Ela foi ajeitar o lanche e os dois ficaram conversando. João, curioso perguntou:
– Vocês calculam tudo?
– Ah, tudo não, pois este é um número infinito, não tem como calcular. Calculamos as coisas do dia a dia, afinal este é o mundo da Matemática!
– Mas há coisas que não dá para calcular, não é? Uma conversa como esta, por exemplo.
– Claro que dá. Todas as coisas são números. Você já falou 246 palavras e eu 278. Gastamos 32 minutos desde que nos encontramos. Eu andei 78 passos e você 91 para chegarmos aqui.
João ficou impressionado. Conversaram bastante tempo e João contou de sua viagem de trem. Pitágoras fez todos os cálculos para explicar como este deslocamento era possível.
João achou que era o momento de ir. Então, ele se levantou e deu um abraço em Pitágoras. Este se espantou e disse:
– O que foi isso?
– Ué, isso é um abraço. Fazemos quando gostamos do outro. Agora um desafio para você, como se calcula isso? – João sorriu arqueando as sobrancelhas.
– É… bem… Deixe-me ver. Demorou 11 segundos.
– Mas esse foi só o tempo que durou. E quanto ao sentimento, à amizade?
– Não consigo medir isso, é impossível. Peço que me dê a resposta. Falar é semear e escutar é recolher.

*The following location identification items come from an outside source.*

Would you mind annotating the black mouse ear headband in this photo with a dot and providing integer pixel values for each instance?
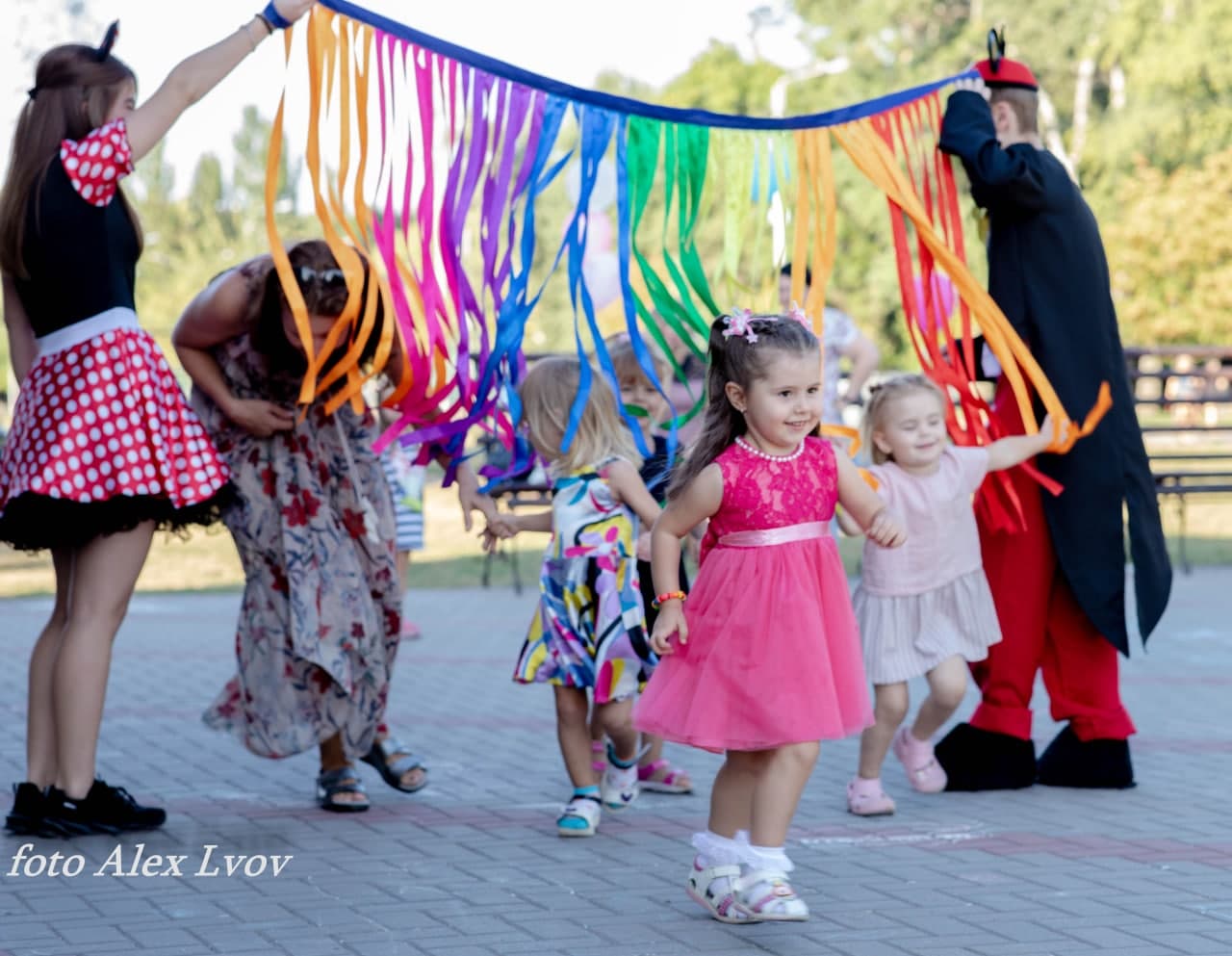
(100, 54)
(109, 40)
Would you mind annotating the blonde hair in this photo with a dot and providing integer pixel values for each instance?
(549, 392)
(625, 362)
(880, 400)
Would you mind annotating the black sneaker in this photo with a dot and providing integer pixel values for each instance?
(29, 814)
(104, 810)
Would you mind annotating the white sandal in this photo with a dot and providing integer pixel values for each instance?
(584, 809)
(765, 894)
(722, 907)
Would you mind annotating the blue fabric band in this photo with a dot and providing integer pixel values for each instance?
(273, 16)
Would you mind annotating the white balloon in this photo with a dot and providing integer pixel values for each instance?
(603, 191)
(603, 277)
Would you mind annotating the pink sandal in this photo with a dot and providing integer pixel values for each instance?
(924, 772)
(662, 778)
(866, 798)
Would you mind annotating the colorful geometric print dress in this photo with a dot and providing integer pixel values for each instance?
(313, 525)
(773, 656)
(102, 439)
(589, 629)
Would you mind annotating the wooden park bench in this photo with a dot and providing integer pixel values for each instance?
(1191, 443)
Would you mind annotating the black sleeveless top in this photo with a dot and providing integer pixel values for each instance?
(80, 256)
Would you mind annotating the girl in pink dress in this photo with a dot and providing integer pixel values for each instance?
(765, 659)
(924, 610)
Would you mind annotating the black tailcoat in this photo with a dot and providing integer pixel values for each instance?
(1047, 272)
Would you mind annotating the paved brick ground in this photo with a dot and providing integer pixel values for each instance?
(472, 866)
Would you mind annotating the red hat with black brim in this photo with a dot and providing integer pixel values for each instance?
(1001, 73)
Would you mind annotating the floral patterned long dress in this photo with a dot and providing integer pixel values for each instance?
(318, 626)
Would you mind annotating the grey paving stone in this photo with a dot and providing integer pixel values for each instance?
(471, 866)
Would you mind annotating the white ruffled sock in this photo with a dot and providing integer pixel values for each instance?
(716, 850)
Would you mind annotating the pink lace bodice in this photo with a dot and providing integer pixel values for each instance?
(760, 493)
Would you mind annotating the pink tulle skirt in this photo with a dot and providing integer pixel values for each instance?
(773, 655)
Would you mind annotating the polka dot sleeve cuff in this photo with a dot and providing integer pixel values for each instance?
(96, 163)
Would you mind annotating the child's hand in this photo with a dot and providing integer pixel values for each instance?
(1046, 431)
(670, 621)
(972, 85)
(501, 527)
(887, 530)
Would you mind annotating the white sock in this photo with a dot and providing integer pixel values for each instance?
(766, 858)
(716, 850)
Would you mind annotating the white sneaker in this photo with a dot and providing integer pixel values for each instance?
(619, 787)
(579, 817)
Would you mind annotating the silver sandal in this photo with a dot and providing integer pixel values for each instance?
(392, 772)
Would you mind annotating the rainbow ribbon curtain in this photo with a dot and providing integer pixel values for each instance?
(472, 184)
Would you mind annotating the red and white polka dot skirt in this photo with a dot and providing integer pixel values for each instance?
(101, 430)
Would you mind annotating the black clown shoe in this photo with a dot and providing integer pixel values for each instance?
(976, 759)
(29, 814)
(1101, 764)
(104, 810)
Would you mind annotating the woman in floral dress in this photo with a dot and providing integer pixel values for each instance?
(313, 524)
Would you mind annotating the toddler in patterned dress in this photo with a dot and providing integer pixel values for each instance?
(588, 634)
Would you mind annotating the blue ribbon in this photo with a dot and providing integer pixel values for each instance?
(636, 107)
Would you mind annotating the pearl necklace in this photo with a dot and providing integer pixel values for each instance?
(748, 448)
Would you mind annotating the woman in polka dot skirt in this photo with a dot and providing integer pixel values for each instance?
(313, 524)
(102, 449)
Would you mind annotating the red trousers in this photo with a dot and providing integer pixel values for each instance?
(1042, 627)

– Na vida nem tudo é exato e pode ser calculado. Algumas coisas só precisam ser vividas.
– Ótimo, disse muito em poucas palavras. Quero agradecê-lo por repartir comigo sua sabedoria, caro João.
João ouviu o apito do trem e se despediu. Pitágoras o acompanhou até lá.
– Até mais, meu amigo, volte quando quiser.
João subiu no trem e disse:
– Foi muito bom conhecê-lo. Sabe que matemática é minha matéria favorita?
– E como não seria? – disse o matemático cheio de si.
Quando o trem estava para partir, Pitágoras gritou:
– João, você ficou aqui exatamente 1 hora 2 minutos e 34 segundos!
Os dois riram e o trem partiu. Vó Laila percebeu a alegria de João e disse:
– Não preciso nem perguntar se gostou, não é? Hoje você experimentou o que poucos podem ter. Viajar para dentro de suas histórias e mundos.
– Foi muito legal mesmo! Mas foi a senhora quem me levou, vovó!
– Ah, não fui eu não! Eu só puxei o apito. O resto foi tudinho por sua conta. – ela sorriu despachadamente, acelerando o trem rumo à bela colina.
Os dois retornaram à casa da vó e conversaram muito sobre a viagem durante dois dias, até que chegou a hora de João voltar para sua própria casa. Ele nunca mais se esqueceria daquele dia e ainda faria muitas outras visitas aos mundos incríveis das histórias que sua avó lhe contava.